Gaiters are typically sized according to shoe size, and will come in a variety of S-M-L options. Most manufacturers will have a sizing chart on their website, along with the bottom and top circumferences. To find the right fit, measure at the widest part of your boot and at the top of your calf while wearing whatever pants you'll be hiking or climbing in. Then compare the numbers to the ones provided by the manufacturer, and you should have a decent idea what you need to buy. Use caution when purchasing based on the sizes S-M-L as they will not always align with your clothing size.
Knowing how to wear them correctly is apparently less intuitive than you might imagine, and is critical not only to functionality and safety, but also to not looking like a total dweeb. As mountain guides and outdoor industry professionals, we reviewers here at OutdoorGearLab have seen innumerable interpretations of how they can be worn, and might have even put one on backwards ourselves occasionally. In spite of endless attempts to prove that they can indeed be worn backwards and on the wrong legs, there is unfortunately only one correct way. Take the time to research how yours are meant to be worn (shoelace hooks always go in the front, not in the back) so as to avoid looking like a dangerous gaper in your shiny new gear.
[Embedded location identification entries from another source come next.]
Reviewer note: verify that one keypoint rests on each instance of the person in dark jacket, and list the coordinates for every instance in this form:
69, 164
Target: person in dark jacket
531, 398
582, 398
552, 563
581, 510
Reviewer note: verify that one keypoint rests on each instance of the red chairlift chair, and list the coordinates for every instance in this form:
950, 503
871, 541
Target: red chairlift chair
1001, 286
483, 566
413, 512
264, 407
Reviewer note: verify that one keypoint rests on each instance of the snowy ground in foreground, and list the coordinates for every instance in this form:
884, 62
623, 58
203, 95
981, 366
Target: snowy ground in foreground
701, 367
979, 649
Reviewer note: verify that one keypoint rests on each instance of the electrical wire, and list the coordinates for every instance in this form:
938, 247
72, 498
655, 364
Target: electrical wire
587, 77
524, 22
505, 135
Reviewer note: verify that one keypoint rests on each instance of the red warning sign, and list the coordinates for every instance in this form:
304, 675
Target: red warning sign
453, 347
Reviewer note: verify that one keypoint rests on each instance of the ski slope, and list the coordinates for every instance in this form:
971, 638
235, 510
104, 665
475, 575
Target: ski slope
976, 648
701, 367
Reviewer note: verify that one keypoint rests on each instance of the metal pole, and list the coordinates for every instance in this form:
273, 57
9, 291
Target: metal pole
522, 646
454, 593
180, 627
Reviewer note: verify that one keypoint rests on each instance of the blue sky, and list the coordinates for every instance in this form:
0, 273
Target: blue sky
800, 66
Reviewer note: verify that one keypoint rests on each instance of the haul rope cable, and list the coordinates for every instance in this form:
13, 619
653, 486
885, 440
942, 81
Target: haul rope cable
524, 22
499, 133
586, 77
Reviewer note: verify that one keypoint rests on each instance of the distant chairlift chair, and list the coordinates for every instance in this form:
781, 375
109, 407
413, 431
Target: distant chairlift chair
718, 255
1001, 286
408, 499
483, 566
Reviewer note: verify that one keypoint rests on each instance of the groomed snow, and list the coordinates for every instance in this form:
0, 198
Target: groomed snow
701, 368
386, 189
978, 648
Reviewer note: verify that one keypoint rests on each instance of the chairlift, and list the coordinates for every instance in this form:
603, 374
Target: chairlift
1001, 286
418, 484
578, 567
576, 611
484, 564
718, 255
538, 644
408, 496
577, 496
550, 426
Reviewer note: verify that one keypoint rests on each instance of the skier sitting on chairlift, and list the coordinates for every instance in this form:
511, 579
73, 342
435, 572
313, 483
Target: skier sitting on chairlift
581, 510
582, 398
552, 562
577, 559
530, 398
Lucky for you, the development of more breathable, lighter and tougher fabrics has trickled down to the lowly accessory market. Some models, but not all, are now being made with fabrics similar to a high-end rainjacket, which is apropos considering they are like rainjackets for your feet. If it seems like overkill, trust us, it's not. Just like you'd no longer head out in the mountains with a yellow rainslicker of old, nor should your gaiters be stuck in '70s either. In fact, if you don't see high end fabrics like Gore-Tex, eVent or NeoShell on the model you are considering, particularly if you're heading into the mountains with high consequences, then you might want to think twice about that purchase. There are some companies out there, like Rab, that seems to be leading the way with new and innovative designs, and others, like Outdoor Research, that keep coming up with cool new products, like their Outdoor Research Wrapid model, while still producing the antiquated Outdoor Research Rocky Mt. Low. Sometimes there's a reason to keeping the older models around, like the Outdoor Research Crocodile, and other times it's ok to discontinue … just because people keep buying them doesn't mean you should keep making them.